Son alrededor de seis kilómetros lineales de la ruta nacional que estaban tapados por varios centímetros de lodo y agua que escurría desde los campos el día lunes en plena tormenta.

En esa misma zona, en el paraje El Simbolar, en el ingreso hacia La Maroma, en jurisdicción de Chicoana, diez familias perdieron todo.

Destrucción total

“De los canales y los campos se venía el barro. Era como un alud que ingreso a mi casa. No había por dónde salir. Nunca nos ocurrió esto con las lluvias.
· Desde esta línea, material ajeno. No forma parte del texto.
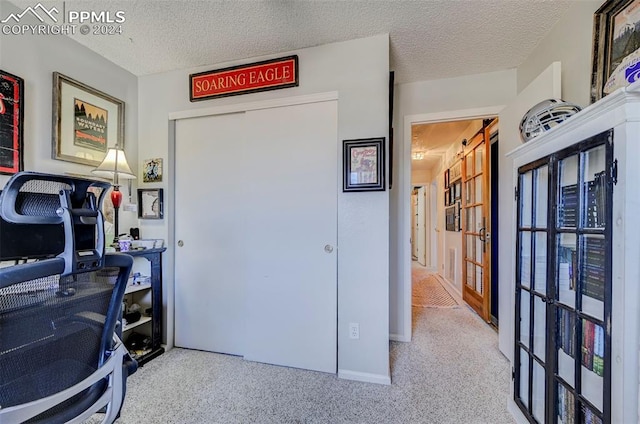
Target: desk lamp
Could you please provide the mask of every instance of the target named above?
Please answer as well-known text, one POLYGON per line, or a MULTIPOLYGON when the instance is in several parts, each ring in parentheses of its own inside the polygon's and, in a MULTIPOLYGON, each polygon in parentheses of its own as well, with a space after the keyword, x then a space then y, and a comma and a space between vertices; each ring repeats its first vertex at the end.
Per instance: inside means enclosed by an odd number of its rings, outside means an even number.
POLYGON ((124 150, 119 147, 110 147, 107 155, 102 163, 93 171, 100 177, 113 178, 113 191, 111 192, 111 202, 113 203, 113 242, 118 241, 118 210, 122 204, 122 192, 120 191, 120 178, 125 180, 135 179, 136 176, 131 172, 124 150))

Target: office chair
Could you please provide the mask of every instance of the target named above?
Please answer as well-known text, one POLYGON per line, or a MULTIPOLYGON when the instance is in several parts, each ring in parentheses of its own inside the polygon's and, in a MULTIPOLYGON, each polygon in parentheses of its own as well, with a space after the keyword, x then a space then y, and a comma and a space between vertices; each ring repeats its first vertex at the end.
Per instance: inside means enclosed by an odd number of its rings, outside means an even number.
POLYGON ((108 188, 23 172, 0 193, 0 423, 119 415, 137 369, 117 335, 133 259, 104 254, 108 188))

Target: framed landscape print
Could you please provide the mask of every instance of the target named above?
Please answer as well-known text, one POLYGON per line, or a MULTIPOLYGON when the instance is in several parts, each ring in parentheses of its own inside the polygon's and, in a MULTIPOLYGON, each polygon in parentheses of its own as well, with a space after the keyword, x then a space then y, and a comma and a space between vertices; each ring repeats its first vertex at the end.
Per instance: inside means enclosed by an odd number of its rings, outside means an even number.
POLYGON ((384 191, 384 137, 343 142, 342 191, 384 191))
POLYGON ((592 103, 638 79, 640 0, 608 0, 596 11, 592 67, 592 103))
POLYGON ((0 70, 0 174, 23 169, 24 81, 0 70))
POLYGON ((53 73, 54 159, 98 166, 107 148, 124 148, 124 102, 53 73))

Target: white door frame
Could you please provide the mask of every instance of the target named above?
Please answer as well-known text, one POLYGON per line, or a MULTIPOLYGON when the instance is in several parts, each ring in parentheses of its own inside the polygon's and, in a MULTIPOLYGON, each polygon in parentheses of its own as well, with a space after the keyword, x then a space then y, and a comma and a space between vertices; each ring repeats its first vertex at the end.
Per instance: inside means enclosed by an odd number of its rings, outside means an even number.
MULTIPOLYGON (((498 116, 502 109, 504 109, 504 105, 406 115, 404 117, 404 151, 402 155, 403 163, 407 165, 404 167, 402 176, 401 199, 402 217, 404 218, 404 222, 408 223, 402 228, 400 242, 403 258, 400 267, 403 270, 402 275, 404 277, 402 285, 404 329, 402 332, 403 337, 394 338, 394 340, 403 342, 411 341, 411 126, 413 124, 436 124, 439 122, 493 118, 498 116)), ((437 266, 436 264, 436 268, 437 266)))

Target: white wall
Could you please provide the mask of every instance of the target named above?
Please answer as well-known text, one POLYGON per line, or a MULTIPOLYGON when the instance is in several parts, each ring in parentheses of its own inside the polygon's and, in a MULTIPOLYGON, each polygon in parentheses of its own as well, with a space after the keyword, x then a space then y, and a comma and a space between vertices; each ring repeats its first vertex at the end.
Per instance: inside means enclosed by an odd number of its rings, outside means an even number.
MULTIPOLYGON (((172 112, 338 91, 339 140, 336 148, 341 147, 341 140, 344 139, 388 137, 388 35, 254 58, 241 63, 291 53, 299 56, 300 86, 285 90, 189 102, 189 73, 222 68, 238 62, 141 77, 139 155, 141 159, 161 157, 169 165, 162 183, 145 186, 164 187, 167 204, 173 202, 170 159, 174 146, 169 136, 168 119, 172 112)), ((339 152, 338 169, 341 172, 342 150, 339 152)), ((206 175, 203 175, 204 178, 206 175)), ((341 175, 336 178, 341 178, 341 175)), ((338 195, 338 368, 342 377, 389 381, 388 203, 388 191, 340 192, 338 195), (348 338, 350 322, 360 324, 359 340, 348 338)), ((166 341, 172 345, 174 276, 170 215, 163 221, 142 222, 141 231, 145 237, 161 237, 170 241, 164 264, 164 303, 166 341)), ((203 219, 206 219, 206 211, 203 211, 203 219)))
POLYGON ((562 62, 562 98, 582 107, 590 103, 593 13, 602 0, 581 0, 560 18, 518 67, 518 92, 552 62, 562 62))
MULTIPOLYGON (((21 11, 3 1, 0 1, 0 7, 0 16, 21 11)), ((0 52, 0 69, 24 79, 25 170, 91 175, 93 169, 91 166, 51 158, 54 71, 125 102, 125 151, 132 169, 135 171, 138 168, 138 79, 135 75, 65 36, 2 35, 0 52)), ((8 179, 9 176, 0 176, 0 186, 4 186, 8 179)), ((126 184, 122 190, 126 203, 126 184)), ((135 202, 135 196, 133 200, 135 202)), ((120 220, 122 230, 137 226, 138 222, 135 213, 122 209, 120 220)))
MULTIPOLYGON (((396 86, 394 100, 394 185, 390 191, 390 252, 389 301, 390 337, 406 340, 411 332, 411 311, 405 309, 403 294, 410 290, 407 262, 410 249, 410 140, 405 140, 404 123, 407 117, 418 114, 435 114, 447 111, 506 104, 516 94, 516 72, 506 70, 487 74, 470 75, 433 81, 421 81, 396 86), (409 287, 405 287, 409 284, 409 287)), ((410 137, 409 137, 410 138, 410 137)), ((440 202, 441 200, 439 200, 440 202)), ((439 234, 442 234, 439 233, 439 234)), ((440 258, 439 258, 440 260, 440 258)))

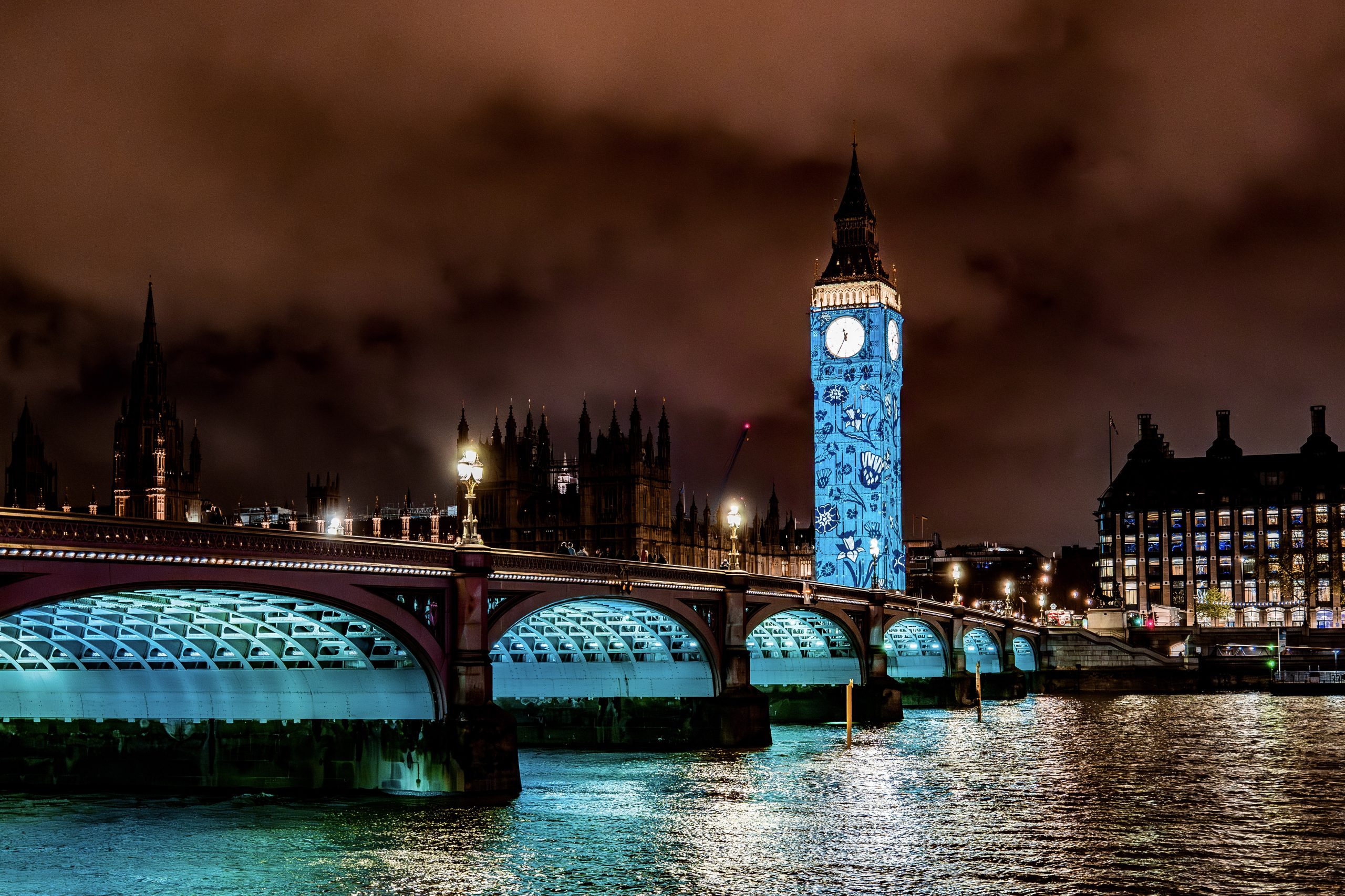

Había vecinos a los que se les volaron las chapas de sus techos que debieron refugiarse en la grutita del paraje”, contó a El Tribuno Javier Figueroa, vecino de El Simbolar.

La coordinación de emergencias y ayuda social de la Municipalidad de Chicoana llegó recién ayer a la tarde a la zona, debido a lo dificultoso que era ingresar a esta zona rural. Se entregó ropa de abrigo, colchones y chapas a los vecinos afectados.

Las comisarías de la jurisdicción no reportaron heridos, aunque en el hospital Anzoátegui, de Moldes, la guardia atendió varios casos de shock nervioso y heridos leves y golpeados por las caídas o golpes con las ramas desprendidas de los árboles.